Newborn Screening with a Twist:
Unproven but Expensive Test, Unproven but Expensive Treatment that Might Kill Those with Late Onset Form of Gene

New York is all set to become the first government in the world to start screening for Krabbe disease, as a result of lobbying by former Buffalo Bills quarterback Jim Kelly. The testing, which is expensive, can turn up, if there aren't too many false negatives, the 1 in 150,000 infants born with the early onset form of this autosomal recessive trait that results in terrible symptoms followed by death typically before age 2.

There is no proven treatment, but a group at Duke has an interesting experiment underway that involves destroying the bone marrow of the affected infants with chemo, then replacing it with hematopoietic stem cells intended as a bone marrow transplant. It has worked, they report, 20 times, as best they can tell, but it is incredibly risky - and many of those who have the disease inherit the late onset form - which might be very difficult to differentiate.

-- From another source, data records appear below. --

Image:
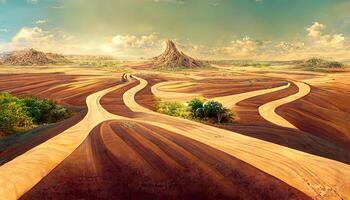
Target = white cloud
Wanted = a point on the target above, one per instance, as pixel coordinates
(33, 1)
(132, 41)
(316, 33)
(315, 30)
(41, 21)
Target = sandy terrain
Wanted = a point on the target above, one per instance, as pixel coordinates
(129, 151)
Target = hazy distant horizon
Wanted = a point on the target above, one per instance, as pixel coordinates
(207, 29)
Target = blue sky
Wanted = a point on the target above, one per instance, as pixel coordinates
(199, 24)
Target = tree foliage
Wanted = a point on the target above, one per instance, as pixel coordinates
(19, 114)
(197, 109)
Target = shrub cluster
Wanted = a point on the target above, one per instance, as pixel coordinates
(315, 63)
(197, 109)
(19, 114)
(211, 110)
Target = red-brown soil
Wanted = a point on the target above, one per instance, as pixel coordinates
(53, 86)
(324, 113)
(250, 123)
(126, 160)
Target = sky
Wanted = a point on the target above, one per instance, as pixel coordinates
(210, 29)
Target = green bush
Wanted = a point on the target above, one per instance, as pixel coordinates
(315, 63)
(20, 114)
(13, 117)
(197, 109)
(172, 108)
(213, 108)
(194, 105)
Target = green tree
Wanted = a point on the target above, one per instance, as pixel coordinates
(13, 117)
(214, 109)
(194, 105)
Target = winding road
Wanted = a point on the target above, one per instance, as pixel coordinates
(318, 177)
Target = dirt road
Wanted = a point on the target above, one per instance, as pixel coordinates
(143, 143)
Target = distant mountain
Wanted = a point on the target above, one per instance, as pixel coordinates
(31, 57)
(172, 58)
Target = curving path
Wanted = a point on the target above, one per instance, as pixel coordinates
(316, 176)
(172, 96)
(268, 110)
(22, 173)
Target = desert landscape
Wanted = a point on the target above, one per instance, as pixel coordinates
(172, 124)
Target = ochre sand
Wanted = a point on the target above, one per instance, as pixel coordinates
(294, 164)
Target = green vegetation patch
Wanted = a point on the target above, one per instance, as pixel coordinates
(21, 114)
(197, 109)
(315, 64)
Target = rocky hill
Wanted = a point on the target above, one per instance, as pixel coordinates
(31, 57)
(173, 58)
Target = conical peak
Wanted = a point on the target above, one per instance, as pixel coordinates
(171, 46)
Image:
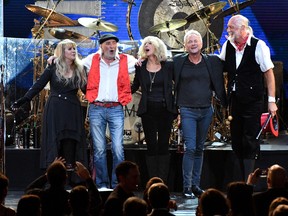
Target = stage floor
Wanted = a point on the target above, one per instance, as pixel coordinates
(273, 149)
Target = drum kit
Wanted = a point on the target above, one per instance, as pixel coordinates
(171, 31)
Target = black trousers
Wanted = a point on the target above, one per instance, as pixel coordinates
(245, 127)
(157, 124)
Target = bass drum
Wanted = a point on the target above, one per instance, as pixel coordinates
(133, 130)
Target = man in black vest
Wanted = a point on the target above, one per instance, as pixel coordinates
(248, 63)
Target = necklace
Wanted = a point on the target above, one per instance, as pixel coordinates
(152, 78)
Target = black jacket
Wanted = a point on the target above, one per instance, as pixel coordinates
(141, 78)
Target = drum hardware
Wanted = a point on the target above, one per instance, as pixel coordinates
(2, 121)
(154, 12)
(167, 26)
(128, 15)
(205, 12)
(97, 24)
(234, 8)
(51, 14)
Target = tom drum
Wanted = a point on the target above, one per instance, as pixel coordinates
(133, 130)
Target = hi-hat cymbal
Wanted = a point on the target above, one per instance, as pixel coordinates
(168, 25)
(97, 24)
(205, 11)
(44, 12)
(61, 34)
(234, 9)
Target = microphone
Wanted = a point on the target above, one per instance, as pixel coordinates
(2, 67)
(130, 2)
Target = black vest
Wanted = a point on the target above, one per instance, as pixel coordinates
(248, 77)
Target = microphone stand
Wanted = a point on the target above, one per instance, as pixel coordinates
(2, 123)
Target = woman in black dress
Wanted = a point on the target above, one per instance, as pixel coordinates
(63, 132)
(156, 106)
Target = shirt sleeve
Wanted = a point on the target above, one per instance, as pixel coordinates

New York passed no law nor created a program to pay to enroll children in the experimental protocol at Duke, which isn't free, though this article claims that such payment from insurance companies might be no problem. Either way, the expenditure of this level of resource on something this rare, and where the risk of mis-identifying an infant who really has late-onset Krabbe, is difficult to justify when 30% of our nation has insufficient health insurance for far more common conditions.